Motormouth started school, which was of course a really big thing, and we were trying to cram as much as we could into the time we had left with him, mainly because the Other Half works a lot of weekend days. I think we did pretty well getting to the Historic Dockyard (twice), Sitingbourne and Kemsley Light Railway (twice), the Royal Engineers museum, picnics, trips to the park… Eventful if knackering.

Then, of course, there were the mutual support communiques with other parents whose children were about to take the plunge into education – the difficulties of getting exactly the right colour of fleece in something approximating the size you think you’re child will grow into around Christmas had the potential to generate quite a thread.

Strangely enough, we all seemed to be doing OK with underpants. At one point, oh, maybe a week before school started, I had managed to get two pairs of PE shorts and a dozen pairs of boxers (Motormouth has decided he’s too grown up to wear underpants, so boxers it has to be. Why are boxer shorts for a 4 year old more expensive than they are for the other half anyway?). I felt really bad until I found out I wasn’t the only one. Thank you Facebook.

Motormouth loves his school uniform, at least so far, which is a bonus. I really didn’t fancy the arguments to get him dressed, the daily Battle of the Toothbrush is quite enough, thank you very much. We have had the odd meltdown, especially when I wouldn’t let him wear his baseball cap to bed, or his trousers in the garden. I can deal with those. At the moment anyway.

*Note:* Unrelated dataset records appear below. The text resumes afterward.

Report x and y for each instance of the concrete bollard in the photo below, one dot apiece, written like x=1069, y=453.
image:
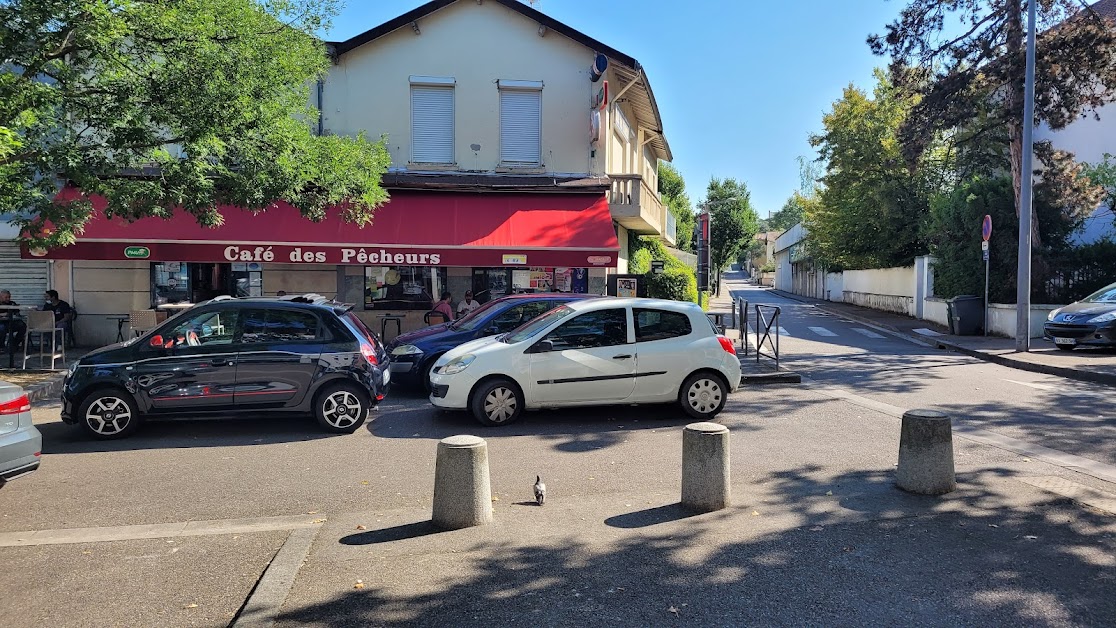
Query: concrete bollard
x=705, y=466
x=925, y=453
x=462, y=492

As to how it’s standing up, Motormouth is proving to be a true boy. On the first day he came back with a lump of play doh the size of my head ground into the knee of his trousers. (OK I might be exaggerating there, it may only have been the size of his head).

The second day he managed to get tiny little splatters of blue and yellow paint all over the back of his sweatshirt. It’s just a shame his school colours are red, white and grey.

Then we had a day’s grace before I had to pick up MudBoy, which was odd since I was sure I’d dropped Motormouth off there in the morning.

It’s just as well they make trousers with Teflon these days (it must have been a parent who had that idea.) It was quite sweet when he put his trousers in he washing machine on the Friday night and came to ask me how to turn it on. It was a little while before I could persuade him that we really did need to wash more than one item at a time.

Then of course we have the mystery of the disappearing socks. He started school (was it only 10 days ago) with 10 pairs of socks. They all went into his newly-cleared school uniform drawer. Three days in and I was scrabbling in the washing bin to find a pair of socks, hoping he wouldn’t notice since he has a strong belief that everything in the washing pile must be stinky (including the T shirt he wore for a whole 3 minutes).

I think I’m just going to have to get used to having one of those boys. He’ll be climbing trees before I know it.

So, do you think Motormouth will grow into his father’s shorts by Christmas? Maybe? Perhaps I should just order some more socks instead.